Naver AI Tech 7th – Welcome to Jaegun Page!

NaverBoostcamp Logo

Overview

During the Naver AI Tech 7th (Computer Vision Track), I conducted four major projects ranging from image classification to segmentation. Through this intensive curriculum, I developed expertise in Data-Centric AI, Model Optimization, and MLOps tools (WandB, Poetry).

Below is a summary of the key projects and my specific contributions.

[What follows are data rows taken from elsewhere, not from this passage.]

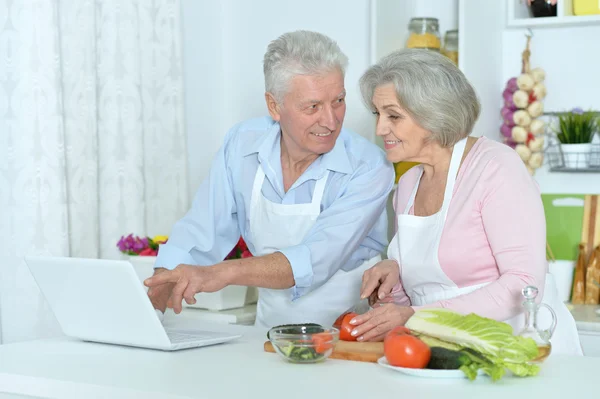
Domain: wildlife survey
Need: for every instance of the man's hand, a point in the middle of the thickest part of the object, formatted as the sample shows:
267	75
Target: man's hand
379	281
185	281
376	323
159	295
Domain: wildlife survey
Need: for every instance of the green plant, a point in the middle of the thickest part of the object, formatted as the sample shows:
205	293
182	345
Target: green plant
577	126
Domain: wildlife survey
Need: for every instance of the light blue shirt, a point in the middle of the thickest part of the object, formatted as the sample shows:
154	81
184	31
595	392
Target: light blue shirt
352	225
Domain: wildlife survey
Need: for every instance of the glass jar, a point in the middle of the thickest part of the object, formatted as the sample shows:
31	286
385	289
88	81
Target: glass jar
450	48
532	328
424	33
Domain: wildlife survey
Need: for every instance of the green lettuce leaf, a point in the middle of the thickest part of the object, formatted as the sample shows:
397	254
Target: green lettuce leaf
489	337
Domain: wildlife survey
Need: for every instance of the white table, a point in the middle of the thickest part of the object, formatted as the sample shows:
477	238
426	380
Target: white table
64	368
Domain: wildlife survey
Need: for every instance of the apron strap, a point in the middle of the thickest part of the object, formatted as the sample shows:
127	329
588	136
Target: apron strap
413	195
457	153
259	179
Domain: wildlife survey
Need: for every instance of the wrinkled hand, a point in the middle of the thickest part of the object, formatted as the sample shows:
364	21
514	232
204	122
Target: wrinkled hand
377	322
379	281
159	295
187	281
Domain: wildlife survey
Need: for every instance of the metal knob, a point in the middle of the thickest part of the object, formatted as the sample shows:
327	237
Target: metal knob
530	292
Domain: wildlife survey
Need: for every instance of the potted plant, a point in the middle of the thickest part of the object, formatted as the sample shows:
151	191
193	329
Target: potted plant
576	130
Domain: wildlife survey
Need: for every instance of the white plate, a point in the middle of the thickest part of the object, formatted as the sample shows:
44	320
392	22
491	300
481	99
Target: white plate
425	373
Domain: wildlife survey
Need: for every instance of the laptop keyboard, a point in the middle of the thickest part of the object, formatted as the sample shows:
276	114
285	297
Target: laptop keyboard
177	337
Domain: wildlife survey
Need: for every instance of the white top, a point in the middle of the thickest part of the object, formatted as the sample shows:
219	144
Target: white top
63	368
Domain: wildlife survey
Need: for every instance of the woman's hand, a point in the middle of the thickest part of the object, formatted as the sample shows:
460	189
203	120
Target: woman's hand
376	323
188	280
379	280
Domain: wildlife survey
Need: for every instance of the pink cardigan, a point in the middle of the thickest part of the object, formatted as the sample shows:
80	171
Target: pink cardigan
495	232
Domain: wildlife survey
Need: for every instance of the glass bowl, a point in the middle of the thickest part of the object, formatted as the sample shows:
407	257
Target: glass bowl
303	343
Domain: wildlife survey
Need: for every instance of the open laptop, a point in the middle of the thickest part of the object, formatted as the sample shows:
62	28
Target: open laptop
103	301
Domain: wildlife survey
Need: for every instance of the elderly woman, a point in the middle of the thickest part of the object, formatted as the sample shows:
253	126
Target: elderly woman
470	227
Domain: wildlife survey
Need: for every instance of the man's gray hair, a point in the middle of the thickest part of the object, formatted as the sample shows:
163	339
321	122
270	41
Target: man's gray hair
300	53
435	93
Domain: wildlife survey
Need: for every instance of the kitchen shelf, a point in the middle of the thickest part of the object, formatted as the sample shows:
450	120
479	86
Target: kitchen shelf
550	22
519	16
584	162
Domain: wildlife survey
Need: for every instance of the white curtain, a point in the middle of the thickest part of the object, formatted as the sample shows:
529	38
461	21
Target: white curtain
92	138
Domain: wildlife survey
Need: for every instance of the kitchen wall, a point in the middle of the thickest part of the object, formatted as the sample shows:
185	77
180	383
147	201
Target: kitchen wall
223	46
570	57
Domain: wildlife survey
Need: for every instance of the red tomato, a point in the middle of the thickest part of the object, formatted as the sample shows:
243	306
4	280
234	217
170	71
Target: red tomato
404	350
323	342
346	328
338	322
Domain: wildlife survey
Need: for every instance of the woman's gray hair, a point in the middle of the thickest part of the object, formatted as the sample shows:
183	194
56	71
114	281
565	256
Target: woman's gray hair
435	93
300	53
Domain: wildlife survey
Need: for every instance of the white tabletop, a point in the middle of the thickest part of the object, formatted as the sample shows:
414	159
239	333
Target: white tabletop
64	368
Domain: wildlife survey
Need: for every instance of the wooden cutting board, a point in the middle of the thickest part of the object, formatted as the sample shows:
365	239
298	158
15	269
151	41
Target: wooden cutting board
346	350
590	233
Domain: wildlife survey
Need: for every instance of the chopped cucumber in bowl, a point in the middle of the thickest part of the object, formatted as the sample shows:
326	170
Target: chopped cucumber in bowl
303	343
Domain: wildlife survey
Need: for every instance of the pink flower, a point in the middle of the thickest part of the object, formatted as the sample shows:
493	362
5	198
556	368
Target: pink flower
246	254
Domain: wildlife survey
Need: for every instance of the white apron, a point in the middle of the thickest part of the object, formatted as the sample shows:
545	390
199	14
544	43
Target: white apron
276	226
416	246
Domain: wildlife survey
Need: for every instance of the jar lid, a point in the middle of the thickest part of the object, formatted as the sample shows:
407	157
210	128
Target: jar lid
424	22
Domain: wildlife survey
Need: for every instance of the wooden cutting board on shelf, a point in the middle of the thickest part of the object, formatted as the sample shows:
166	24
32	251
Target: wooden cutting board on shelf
590	233
346	350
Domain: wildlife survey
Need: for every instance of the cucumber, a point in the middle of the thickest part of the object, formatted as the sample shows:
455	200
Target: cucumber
447	359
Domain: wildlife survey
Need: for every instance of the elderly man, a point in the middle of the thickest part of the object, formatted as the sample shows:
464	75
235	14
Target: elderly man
307	196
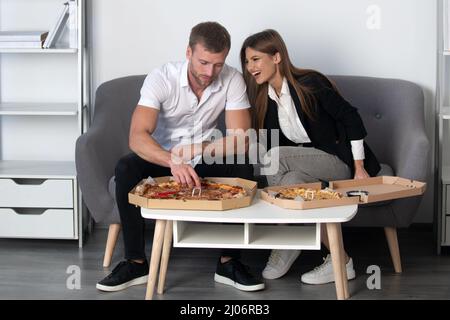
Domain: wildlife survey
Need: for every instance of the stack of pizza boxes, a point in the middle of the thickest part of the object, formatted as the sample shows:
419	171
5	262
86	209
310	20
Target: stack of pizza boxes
359	191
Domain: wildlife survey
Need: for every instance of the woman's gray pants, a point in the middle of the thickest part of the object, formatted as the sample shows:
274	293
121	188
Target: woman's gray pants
293	165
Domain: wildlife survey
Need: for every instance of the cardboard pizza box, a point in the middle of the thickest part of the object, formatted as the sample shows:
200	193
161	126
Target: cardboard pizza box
359	191
380	188
216	205
268	194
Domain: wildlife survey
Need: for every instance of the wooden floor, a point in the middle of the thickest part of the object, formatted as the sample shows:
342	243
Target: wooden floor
36	269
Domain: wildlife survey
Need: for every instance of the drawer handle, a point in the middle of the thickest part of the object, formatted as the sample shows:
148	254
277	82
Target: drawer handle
29	211
29	181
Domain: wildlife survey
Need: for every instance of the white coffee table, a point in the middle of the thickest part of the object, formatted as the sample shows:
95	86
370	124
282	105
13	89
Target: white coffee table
254	227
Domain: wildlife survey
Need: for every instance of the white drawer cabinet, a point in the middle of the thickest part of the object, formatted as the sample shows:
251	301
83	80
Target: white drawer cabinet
37	223
39	200
36	193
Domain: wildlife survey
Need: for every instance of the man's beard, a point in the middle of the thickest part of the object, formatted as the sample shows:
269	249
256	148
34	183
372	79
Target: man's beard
198	80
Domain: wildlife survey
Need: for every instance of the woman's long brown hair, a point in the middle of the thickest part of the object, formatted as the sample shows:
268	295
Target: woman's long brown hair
270	42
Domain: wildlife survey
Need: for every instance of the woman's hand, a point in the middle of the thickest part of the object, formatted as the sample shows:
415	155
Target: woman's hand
360	172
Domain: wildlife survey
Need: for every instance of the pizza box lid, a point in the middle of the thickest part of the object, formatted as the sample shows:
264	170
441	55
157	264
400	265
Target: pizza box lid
209	205
359	191
380	188
266	194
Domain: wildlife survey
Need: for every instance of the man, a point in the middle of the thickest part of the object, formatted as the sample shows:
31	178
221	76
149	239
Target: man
182	102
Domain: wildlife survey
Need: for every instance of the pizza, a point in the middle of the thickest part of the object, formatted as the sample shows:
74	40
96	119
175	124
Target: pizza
209	190
307	194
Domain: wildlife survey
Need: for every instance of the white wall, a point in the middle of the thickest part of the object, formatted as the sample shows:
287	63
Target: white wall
132	37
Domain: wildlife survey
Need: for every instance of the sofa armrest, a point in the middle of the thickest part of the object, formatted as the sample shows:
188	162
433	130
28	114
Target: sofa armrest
96	155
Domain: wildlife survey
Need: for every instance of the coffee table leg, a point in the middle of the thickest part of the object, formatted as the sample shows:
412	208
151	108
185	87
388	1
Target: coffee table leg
165	256
337	253
344	269
155	257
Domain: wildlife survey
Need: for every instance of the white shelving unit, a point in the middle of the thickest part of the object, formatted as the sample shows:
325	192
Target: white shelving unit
44	98
442	216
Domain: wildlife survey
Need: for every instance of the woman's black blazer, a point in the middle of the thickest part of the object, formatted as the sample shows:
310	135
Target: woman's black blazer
335	123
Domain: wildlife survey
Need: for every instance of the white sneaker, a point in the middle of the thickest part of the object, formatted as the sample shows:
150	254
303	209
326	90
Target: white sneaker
324	273
280	261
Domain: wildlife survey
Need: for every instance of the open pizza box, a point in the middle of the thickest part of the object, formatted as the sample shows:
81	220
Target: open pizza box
216	205
359	191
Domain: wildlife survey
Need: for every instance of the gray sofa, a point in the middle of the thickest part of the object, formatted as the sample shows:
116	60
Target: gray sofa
392	111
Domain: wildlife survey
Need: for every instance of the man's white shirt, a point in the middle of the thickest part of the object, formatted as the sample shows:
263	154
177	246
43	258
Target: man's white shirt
182	118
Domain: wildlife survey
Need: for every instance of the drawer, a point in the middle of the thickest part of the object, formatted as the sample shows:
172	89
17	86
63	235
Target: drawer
37	223
36	193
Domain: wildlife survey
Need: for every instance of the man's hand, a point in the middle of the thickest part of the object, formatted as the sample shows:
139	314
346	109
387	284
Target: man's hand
360	172
184	173
187	152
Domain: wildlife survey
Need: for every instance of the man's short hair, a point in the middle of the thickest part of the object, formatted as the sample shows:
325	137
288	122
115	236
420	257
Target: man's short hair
212	35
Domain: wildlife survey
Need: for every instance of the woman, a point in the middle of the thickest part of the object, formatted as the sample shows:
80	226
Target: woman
320	133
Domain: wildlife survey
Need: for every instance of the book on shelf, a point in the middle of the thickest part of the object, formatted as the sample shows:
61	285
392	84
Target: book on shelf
55	33
23	36
73	24
20	44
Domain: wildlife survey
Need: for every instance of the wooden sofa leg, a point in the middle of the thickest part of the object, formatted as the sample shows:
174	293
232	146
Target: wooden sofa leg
391	237
113	233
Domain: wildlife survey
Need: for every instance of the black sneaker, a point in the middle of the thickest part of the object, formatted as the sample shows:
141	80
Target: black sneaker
126	274
234	273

1. Sketch Image Classification (ImageNet-Sketch)

👉 Code

SketchDataSet_Example1

SketchDataSet_Example2

Objective Build a robust baseline image classification model on the ImageNet-Sketch dataset, focusing on improving generalization performance through data-centric strategies.

🎯 My Role:

Led dataset analysis and data-centric optimization, identifying performance bottlenecks caused by dataset structure rather than model capacity
Designed and validated data cleaning policies for duplicate and ambiguous samples
Implemented and evaluated augmentation and preprocessing strategies tailored to sketch-style images
Managed experiments and hyperparameter searches using Weights & Biases

Approach & Key Solutions

🛠️ Methods:

Sketch_method

Exploratory Data Analysis (EDA)
- Analyzed image count per class and class imbalance
- Identified near-duplicate sketches caused by flips and rotations
- Examined object placement and background patterns to guide preprocessing decisions
Data Cleaning
- Removed near-duplicate samples dominating certain classes
- Pruned ambiguous samples between visually overlapping classes (e.g., baseball icon vs. baseball player)
- Verified that simple removal outperformed synthetic data generation approaches
Targeted Augmentation (Albumentations)
- Avoided Flip/Rotate-heavy augmentations already present in the dataset
- Applied controlled ShiftScaleRotate (wrap mode) to improve spatial robustness
- Used GaussianBlur to reduce overfitting to repeated line patterns
- Empirically confirmed that aggressive augmentations (e.g., CoarseDropout, GridShuffle) degraded performance
Grayscale-aware Preprocessing
- Identified that ImageNet-Sketch images are inherently grayscale
- Compared:
  1. Replicating grayscale to 3-channel input
  2. Modifying pretrained Conv2D weights for single-channel input
- Computed dataset-specific mean and standard deviation for grayscale normalization
Experiment Management
- Tracked experiments and metrics using WandB
- Performed hyperparameter optimization via WandB Sweeps
- Compared CNN-based and ViT-based models from an inductive bias perspective

📊 Result:

Sketch_Result

Achieved up to ~0.92 classification accuracy, outperforming naive augmentation baselines
Demonstrated that dataset de-duplication and ambiguity removal provided larger gains than architectural changes
Confirmed that indiscriminate augmentation degrades performance on already-distorted sketch data

Key Insight For sketch-based image classification, data quality and class clarity matter more than model complexity. Removing misleading samples consistently improved generalization, while indiscriminate augmentation led to performance collapse.

2. Trash Object Detection

👉 Code 👉 Report

Trash_overview

Objective: Detect and classify trash in high-resolution (1024x1024) images into 10 categories.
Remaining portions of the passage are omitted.